Este artigo foi inicialmente publicado há mais de 4 anos - o que em 'tempo Internet' é muito. Pode estar desatualizado e pode ter incongruências estéticas. Se for o caso, aceita as nossas desculpas.

texto Gonçalo Falcão

Dado que é impossível condensar numa entrevista uma carreira tão gigantesca e importante, enquanto músico e produtor que marcou a música do século XX, a decisão foi a possível nesta conversa com Bill Laswell: usar o tempo para uma abordagem diferente, a de deixar os assuntos surgirem. Seguir a carreira de Laswell é uma tarefa atlante: é pensar na de John Zorn e multiplicar por 20 o grau de dificuldade.

Encher os pulmões de ar, inspirar: Whitney Houston fez “back vocals” para a sua banda, Material, Mick Jagger pediu-lhe para produzir o seu primeiro disco a solo (e todos os singles que saíram de “She’s the Boss”), Miles Davis convidou-o para remisturar “Pantalassa”, Herbie Hancock chamou-o a produzir “Rockit” (que acabou por ser o seu maior sucesso e por o popularizar até nas pistas de dança), e também o fizeram Ramones, Iggy Pop, David Byrne, Laurie Anderson, PIL, Janet Jackson… A listagem é imensa. Fundou os Massacre com Fred Frith, os Painkiler com John Zorn, Praxis com Bootsy Collins e Bernie Worrell, Golden Palominos com Anton Fier, David Moss, John Zorn, Arto Lindsay, Jamaaladeen Tacuma e Fred Frith, Last Exit com Peter Brotzmann, Sonny Sharrock e Ronald Shannon Jackson. E ainda é preciso falar das suas gravações em Marrocos e África antes do termo “world music” ter sido inventado e de terem alcatroado as estradas para as montanhas de Jajouka, bem como as de hip-hop, drum ’n’ bass, dub… Expirar.

É uma figura gigantesca, com o melhor som de baixo do planeta (a seguir a Jaco Pastorius é provavelmente o baixista com um som mais identificável e particular, ultradenso e profundo), de poucas entrevistas e poucas palavras, com quem tivemos a oportunidade de falar um pouco muito graças ao esforço de Bruno Barreto e Andreia Abreu, incansáveis membros da equipa do Guimarães Jazz. Foi, a 15 de Novembro, um dos participantes no festival do Norte, como membro dos Uplift de Dave Douglas.

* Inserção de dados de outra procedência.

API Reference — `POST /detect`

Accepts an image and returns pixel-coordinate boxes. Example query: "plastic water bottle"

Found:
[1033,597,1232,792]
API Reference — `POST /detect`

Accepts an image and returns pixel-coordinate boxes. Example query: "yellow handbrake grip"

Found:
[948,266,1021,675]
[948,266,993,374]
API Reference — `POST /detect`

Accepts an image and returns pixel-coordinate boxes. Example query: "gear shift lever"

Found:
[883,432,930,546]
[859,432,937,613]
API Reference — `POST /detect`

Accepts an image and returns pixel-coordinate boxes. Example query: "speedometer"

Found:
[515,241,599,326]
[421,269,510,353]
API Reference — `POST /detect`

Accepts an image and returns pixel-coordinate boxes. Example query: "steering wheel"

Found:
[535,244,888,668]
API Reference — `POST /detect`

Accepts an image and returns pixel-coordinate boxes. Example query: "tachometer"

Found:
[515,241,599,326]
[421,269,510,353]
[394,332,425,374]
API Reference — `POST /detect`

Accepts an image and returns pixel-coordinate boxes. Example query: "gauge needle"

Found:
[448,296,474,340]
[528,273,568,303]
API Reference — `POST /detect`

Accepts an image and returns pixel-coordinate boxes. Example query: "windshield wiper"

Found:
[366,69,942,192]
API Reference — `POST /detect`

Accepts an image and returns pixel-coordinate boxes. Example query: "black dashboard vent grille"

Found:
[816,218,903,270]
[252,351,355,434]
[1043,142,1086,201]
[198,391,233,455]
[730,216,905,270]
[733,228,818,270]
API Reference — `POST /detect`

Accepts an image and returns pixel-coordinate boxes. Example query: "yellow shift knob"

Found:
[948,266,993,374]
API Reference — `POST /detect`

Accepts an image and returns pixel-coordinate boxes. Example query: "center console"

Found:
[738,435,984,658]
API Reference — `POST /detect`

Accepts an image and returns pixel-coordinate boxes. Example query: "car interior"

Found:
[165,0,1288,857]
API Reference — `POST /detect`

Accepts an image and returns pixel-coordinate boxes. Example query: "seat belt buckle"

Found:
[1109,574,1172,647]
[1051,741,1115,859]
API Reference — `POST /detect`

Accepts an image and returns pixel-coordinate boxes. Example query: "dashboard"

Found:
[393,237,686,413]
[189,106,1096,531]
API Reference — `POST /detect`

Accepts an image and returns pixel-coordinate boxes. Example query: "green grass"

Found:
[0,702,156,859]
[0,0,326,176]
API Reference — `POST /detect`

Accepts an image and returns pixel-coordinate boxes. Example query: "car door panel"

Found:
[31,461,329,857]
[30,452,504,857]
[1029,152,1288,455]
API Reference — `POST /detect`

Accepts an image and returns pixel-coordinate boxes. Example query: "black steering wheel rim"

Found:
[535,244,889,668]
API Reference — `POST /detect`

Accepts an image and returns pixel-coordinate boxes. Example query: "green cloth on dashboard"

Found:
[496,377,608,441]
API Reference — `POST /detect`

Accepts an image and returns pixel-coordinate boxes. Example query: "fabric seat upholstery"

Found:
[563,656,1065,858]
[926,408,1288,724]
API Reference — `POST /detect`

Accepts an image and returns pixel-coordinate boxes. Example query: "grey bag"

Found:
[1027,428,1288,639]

Tens uma obra gigantesca, tanto nos teus projectos como em colaborações e em produções, dispersa numa variedade imensa de estilos e contextos. Pareces ter urgência em estar permanentemente a tentar coisas novas e a tocar com músicos diferentes. Revês-te nesta descrição de um “workingman”?

Sim, gosto de estar sempre à procura de coisas novas. E também porque depois de ter feito um grande número de projectos e de músicas, a ideia de colaborar e de conhecer outros músicos entusiasma. Como é o caso aqui, com Dave Douglas, num contexto que me é estranho, mas com o qual quero colaborar. Depois de fazer tantas coisas há que estar disponível para tentar outras novas… ou mesmo coisas antigas. Agora já não há um plano.

Os teus projectos parecem ter duas características que permanecem mesmo quando os contextos são diferentes: a densidade e a intensidade. Desde Painkiller, Praxis e Last Exit a Death Cube K, Material ou Golden Palominos. Achas que esta observação é correcta ou discordas dela?

Bem… é justa se te focares nos projectos mais densos. Esse projectos que listaste são razoavelmente agrestes e dissonantes… Aí concordo. Mas também existem muitas outras coisas que são ambientais, melódicas e calmas. Por isso, se te focares nesse tipo de direcção, sim, concordo, é denso, violento, inquietante, por vezes; mas há muitas outras coisas e muitas outras direcções.

Tenho de reconhecer essa minha falha. Tento seguir o teu percurso musical, mas não é fácil…

É verdade, além de variado é internacional, o que ainda dificulta mais as coisas. Fiz um milhão de coisas na década de 1980 e depois decidi ir trabalhar em África, na Índia e no Médio Oriente. Por isso, as pessoas nos EUA por vezes dizem: «Ele era grande nos anos 80», porque deixei de estar focado na América…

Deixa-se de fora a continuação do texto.